Eps. 5
"Apa kau mau terus bertingkah seperti ini? Kau akan terlihat aneh di mata mereka kan? Apa tidak masalah?" Lisya memiringkan kepalanya dengan tersenyum remeh.
Sesaat berikutnya, Lisya menoleh, melirik teman-teman Clara yang mulai berlari mendekat.
Gadis yang gemetaran dengan wajah syok ini masih tertunduk, kedua tangannya kini meremat rok abu-abunya dengan kuat. Ia menarik nafas dalam dan menghembuskannya perlahan untuk menenangkan hatinya yang tak karuan.
"Aku tidak tahu kenapa kau tiba-tiba saja berubah seperti ini, tapi… mungkin setelah ini aku akan sering mengunjungi mu, jadi biasakan saja," ucap Lisya, menyilangkan kedua tangannya di depan dada.
Clara terus mengatur nafas agar tetap tenang meskipun sebenarnya sangat sulit. Bukan hanya Alice dan Dita, tapi banyak pasang mata lain yang tengah memperhatikannya begitu berminat.
Tenang Clara, tenang. Lisya tidak memberikan aura intimidasi pada ku, jadi aku tidak boleh takut. Aku harus tenang.
Suara kedua temannya membangunkan Clara dari rasa kalutnya. Ia mulai menatap Alice saat temannya itu mengguncang tubuhnya pelan. Mereka berdua sudah berdiri di depan Clara, menatapnya khawatir.
"Hei? Kau kenapa?" tanya Alice.
"Apa kau baik-baik saja?" sambung Dita.
Sekilas Clara menatap Lisya yang sedang berdiri di belakang dua orang perempuan di depannya.

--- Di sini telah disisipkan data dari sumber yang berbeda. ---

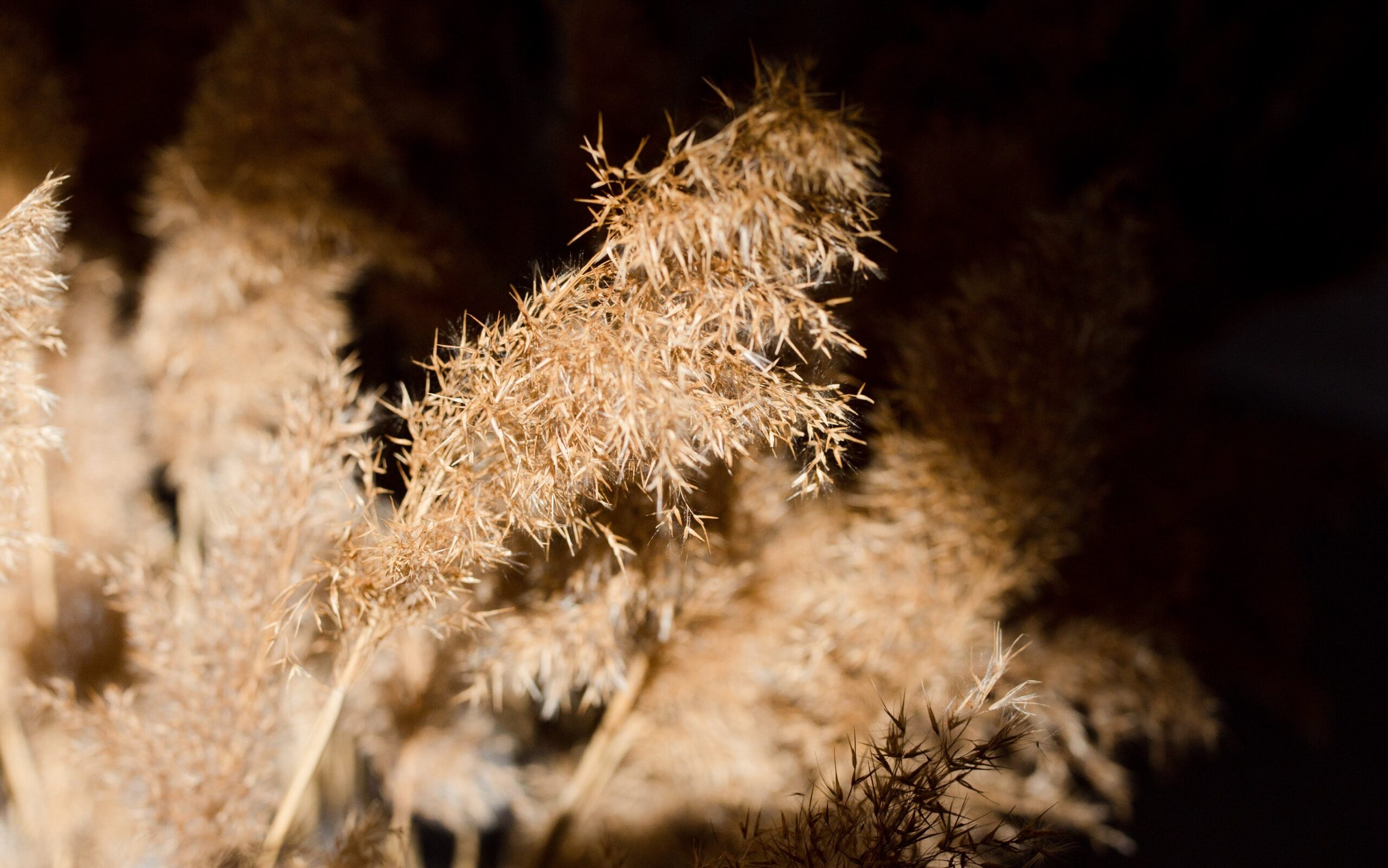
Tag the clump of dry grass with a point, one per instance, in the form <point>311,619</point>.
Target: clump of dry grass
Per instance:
<point>678,345</point>
<point>192,755</point>
<point>260,229</point>
<point>660,356</point>
<point>908,800</point>
<point>614,471</point>
<point>896,582</point>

"Aku baik-baik saja. Aku hanya sedikit haus, ayo cepat ke kantin," ajak Clara sedikit kikuk kemudian bergegas ke kantin dengan menarik kedua tangan temannya.
"Hei tidak perlu buru-buru," protes Dita.
"Sampai jumpa lagi ya," sindir Lisya yang tengah terkekeh kecil lalu pergi mengikuti kelompok laki-laki populer itu.
.
.
.
Clara berjalan menuju parkiran sepeda yang masih sedikit penuh dengan anak-anak yang akan pulang, ia tidak menghiraukan Alice dan Dita yang sedari tadi berbincang-bincang disebelahnya.
Saat mengalihkan pandangannya, Clara tidak sengaja melihat Lisya dan Reyhan yang sedang berdiri di samping motor besar, tak jauh dari tempatnya berdiri.
Dengan terburu-buru ia mengambil sepedanya, tidak menghiraukan tubuhnya yang sesekali terhantuk ke kendaraan orang lain. Clara pergi setelah berpamitan pada Dita dan Alice.
"Aku duluan, dah." Ia tidak peduli hantu itu memperhatikannya atau tidak. Yang terpenting ia harus segera pergi dari sana.
“Sejak pingsan waktu itu, Clara jadi sedikit aneh,” ujar Dita tampak khawatir.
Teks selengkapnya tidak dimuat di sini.